DevOps Engineer
Overview: We are seeking a highly skilled DevOps Engineer with extensive experience in cloud infrastructure, Kubernetes, CI/CD pipelines, and monitoring tools. The ideal candidate should have a solid background in AWS services, Terraform, Prometheus, Grafana, and possess excellent communication skills to collaborate effectively with cross-functional teams. Professionalism and the ability to handle on-call responsibilities during night-time incidents are essential.
Key Responsibilities:
• Design, deploy, and maintain Kubernetes clusters on AWS EKS.
• Implement infrastructure as code using Terraform or Terragrunt for provisioning AWS resources (e.g., RDS, S3).
• Develop and maintain CI/CD pipelines to automate software delivery.
• Set up monitoring and alerting using Prometheus and Grafana for proactive system management.

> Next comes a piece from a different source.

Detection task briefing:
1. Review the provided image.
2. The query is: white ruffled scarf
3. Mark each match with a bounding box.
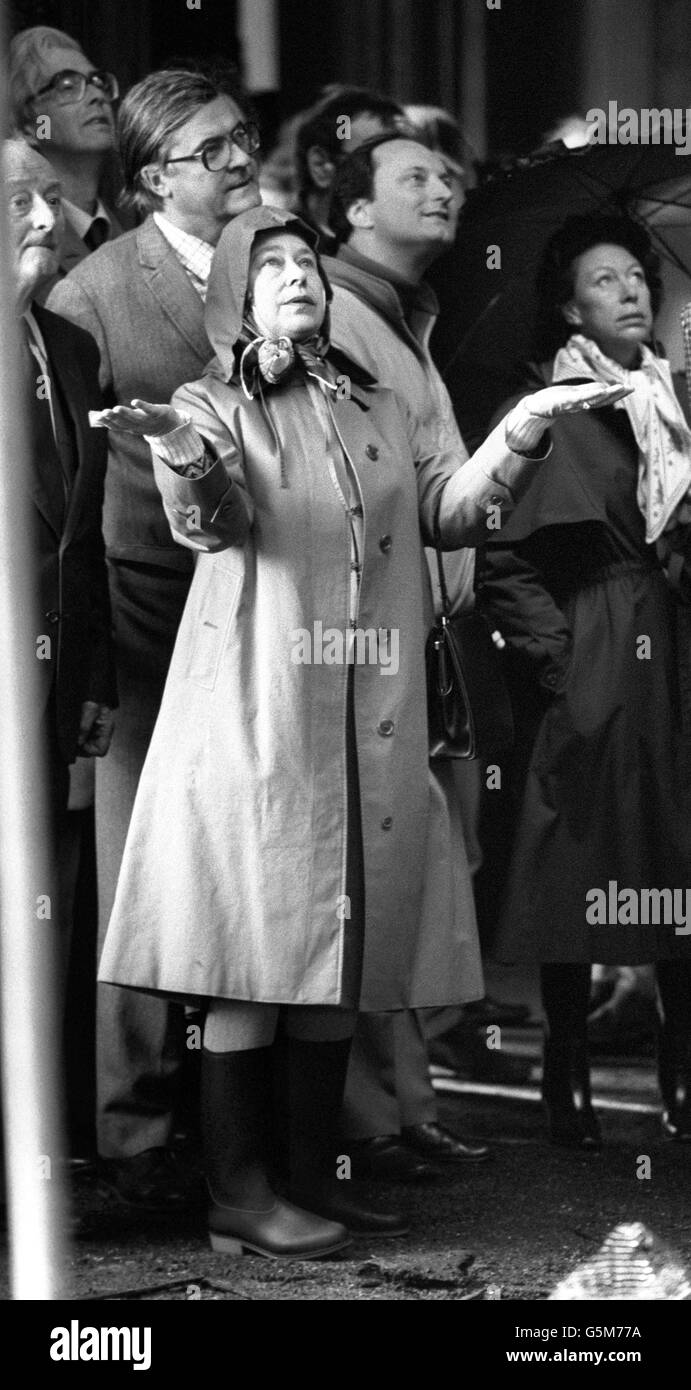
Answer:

• Ensure high availability, scalability, and security of production systems.
• Participate in incident response and on-call rotation to resolve system outages during nighttime hours.

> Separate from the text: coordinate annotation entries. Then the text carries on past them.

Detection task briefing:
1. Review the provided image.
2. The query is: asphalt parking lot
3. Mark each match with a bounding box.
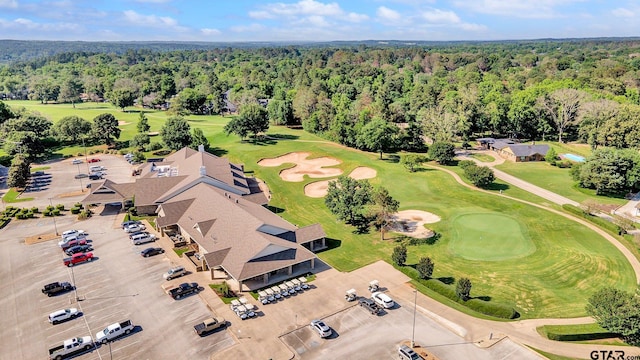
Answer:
[0,215,235,359]
[282,292,537,359]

• Collaborate with development teams to optimize application performance and infrastructure efficiency.
• Document processes and procedures for maintaining and scaling infrastructure.
Required Skills:
• 5+ years of experience in a DevOps role with a focus on Kubernetes, Helm, AWS (EKS, RDS, S3), Terraform/Terragrunt, Prometheus, and Grafana.
• Proficiency in setting up and maintaining CI/CD pipelines (e.g., Jenkins, GitLab CI).
• Excellent communication skills and the ability to work effectively in a team environment.
• Strong troubleshooting skills and the ability to handle stressful situations calmly and effectively.
• Professionalism demonstrated through previous work experience and achievements.
• Availability for on-call duty to respond to critical incidents during nighttime hours.
• Demonstrated ability to stay in a role for at least 2 years per position.
Nice to Have:
• Experience with NoSQL databases (e.g., Cassandra, MongoDB) and relational databases (preferably PostgreSQL).
• Familiarity with Kafka for streaming data platforms.
• Knowledge of Docker containerization and orchestration.
• Ability to contribute to software development efforts (e.g., scripting, automation).
• Understanding of Site Reliability Engineering (SRE) principles.
• Exposure to Clickhouse for analytics and data warehousing.